# New look on here at AB!!!



## Canadacan

So what do you all think?.....do we still have our photos?....hey my avatar is messed up dudes!


----------



## iggyworf

1st impression is negative. Don't like all the BS adds. but maybe understand it. Less viewing area, can't get rid of the right hand panes. All things pretty much must change. sometimes not for the better. But it is still my first time on the new site. I will learn it.


----------



## hemihampton

I was used to how I did things on the old site & still trying to figure all that out, now I gotta start all over again.


----------



## WesternPA-collector

Canadacan said:


> So what do you all think?.....do we still have our photos?....hey my avatar is messed up dudes!

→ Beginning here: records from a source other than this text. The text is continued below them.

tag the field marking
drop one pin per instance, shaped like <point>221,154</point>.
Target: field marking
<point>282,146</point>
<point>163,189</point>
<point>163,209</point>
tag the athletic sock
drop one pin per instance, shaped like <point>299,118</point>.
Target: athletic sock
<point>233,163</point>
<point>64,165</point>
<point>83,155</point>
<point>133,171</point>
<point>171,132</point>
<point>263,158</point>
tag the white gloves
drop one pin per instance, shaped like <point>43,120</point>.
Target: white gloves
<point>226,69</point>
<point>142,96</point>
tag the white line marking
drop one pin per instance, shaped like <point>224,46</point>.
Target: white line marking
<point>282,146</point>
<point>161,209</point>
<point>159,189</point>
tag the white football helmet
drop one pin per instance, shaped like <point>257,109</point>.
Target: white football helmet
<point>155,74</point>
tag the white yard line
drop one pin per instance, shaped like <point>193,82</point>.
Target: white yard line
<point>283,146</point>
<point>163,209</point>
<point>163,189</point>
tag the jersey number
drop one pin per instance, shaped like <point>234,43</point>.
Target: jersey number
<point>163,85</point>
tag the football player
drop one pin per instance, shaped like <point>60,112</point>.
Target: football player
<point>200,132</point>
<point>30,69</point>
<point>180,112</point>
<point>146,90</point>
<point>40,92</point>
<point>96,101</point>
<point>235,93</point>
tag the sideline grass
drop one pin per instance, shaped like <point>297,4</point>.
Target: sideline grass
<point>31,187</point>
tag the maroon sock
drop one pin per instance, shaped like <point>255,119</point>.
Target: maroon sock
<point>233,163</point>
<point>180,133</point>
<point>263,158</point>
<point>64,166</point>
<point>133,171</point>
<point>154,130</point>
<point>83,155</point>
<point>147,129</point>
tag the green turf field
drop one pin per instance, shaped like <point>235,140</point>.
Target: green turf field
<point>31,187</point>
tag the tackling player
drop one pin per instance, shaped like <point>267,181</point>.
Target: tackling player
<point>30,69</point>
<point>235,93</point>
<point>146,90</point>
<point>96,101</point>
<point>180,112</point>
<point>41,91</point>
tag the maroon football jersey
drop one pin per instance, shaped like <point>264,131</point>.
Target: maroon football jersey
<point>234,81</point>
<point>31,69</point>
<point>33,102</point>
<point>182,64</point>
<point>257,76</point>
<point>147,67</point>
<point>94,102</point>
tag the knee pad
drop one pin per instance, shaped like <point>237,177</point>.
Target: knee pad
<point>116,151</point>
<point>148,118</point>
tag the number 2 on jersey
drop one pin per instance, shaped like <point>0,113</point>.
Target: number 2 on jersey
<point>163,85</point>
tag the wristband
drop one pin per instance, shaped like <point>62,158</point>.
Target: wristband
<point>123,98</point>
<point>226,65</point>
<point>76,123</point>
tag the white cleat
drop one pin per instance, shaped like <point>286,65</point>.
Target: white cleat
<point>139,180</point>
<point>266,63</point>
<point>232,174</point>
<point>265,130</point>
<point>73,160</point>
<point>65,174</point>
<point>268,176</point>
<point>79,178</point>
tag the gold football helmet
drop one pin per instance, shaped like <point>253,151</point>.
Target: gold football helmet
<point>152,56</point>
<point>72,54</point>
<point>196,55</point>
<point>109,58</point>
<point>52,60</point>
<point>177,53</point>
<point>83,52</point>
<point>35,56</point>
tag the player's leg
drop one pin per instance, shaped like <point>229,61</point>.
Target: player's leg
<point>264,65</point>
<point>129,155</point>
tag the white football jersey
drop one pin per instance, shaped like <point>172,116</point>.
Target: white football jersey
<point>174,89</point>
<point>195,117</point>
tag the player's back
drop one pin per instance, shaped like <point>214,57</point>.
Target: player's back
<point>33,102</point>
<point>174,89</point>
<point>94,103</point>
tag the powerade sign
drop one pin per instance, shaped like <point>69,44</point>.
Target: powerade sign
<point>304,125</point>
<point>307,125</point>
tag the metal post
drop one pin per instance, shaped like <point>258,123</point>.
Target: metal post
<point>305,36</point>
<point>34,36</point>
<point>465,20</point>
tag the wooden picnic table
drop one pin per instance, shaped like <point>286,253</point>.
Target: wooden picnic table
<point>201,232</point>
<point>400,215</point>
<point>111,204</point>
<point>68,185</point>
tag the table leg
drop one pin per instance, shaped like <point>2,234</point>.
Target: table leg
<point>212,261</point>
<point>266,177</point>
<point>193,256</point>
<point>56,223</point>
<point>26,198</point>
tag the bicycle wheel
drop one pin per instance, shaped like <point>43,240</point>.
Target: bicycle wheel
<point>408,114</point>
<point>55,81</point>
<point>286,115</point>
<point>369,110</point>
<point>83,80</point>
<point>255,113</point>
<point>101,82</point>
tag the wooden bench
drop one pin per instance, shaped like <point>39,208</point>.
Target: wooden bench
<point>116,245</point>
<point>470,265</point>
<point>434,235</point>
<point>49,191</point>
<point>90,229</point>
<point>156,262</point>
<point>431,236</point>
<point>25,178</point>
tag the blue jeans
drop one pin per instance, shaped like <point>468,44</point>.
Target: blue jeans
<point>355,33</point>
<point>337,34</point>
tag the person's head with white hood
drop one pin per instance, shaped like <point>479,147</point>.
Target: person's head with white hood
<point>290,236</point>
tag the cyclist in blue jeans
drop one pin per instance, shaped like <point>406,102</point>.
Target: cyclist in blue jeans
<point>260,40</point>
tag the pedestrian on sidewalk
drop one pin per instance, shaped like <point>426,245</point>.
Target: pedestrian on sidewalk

I would like to know the same thing. Where the heck did all my photos go to?


----------



## WesternPA-collector

iggyworf said:


> 1st impression is negative. Don't like all the BS adds. but maybe understand it. Less viewing area, can't get rid of the right hand panes. All things pretty much must change. sometimes not for the better. But it is still my first time on the new site. I will learn it.


At least they finally added a like button.


----------



## Canadacan

iggyworf said:


> 1st impression is negative. Don't like all the BS adds. but maybe understand it. Less viewing area, can't get rid of the right hand panes. All things pretty much must change. sometimes not for the better. But it is still my first time on the new site. I will learn it.


Yes true it's always a learning curve, but it does not take long. So far I love the photo loader...the old one was horrible!
I get what your saying about the advertising, but this way we get to use this site free of charge.


----------



## Canadacan

WesternPA-collector said:


> At least they finally added a like button.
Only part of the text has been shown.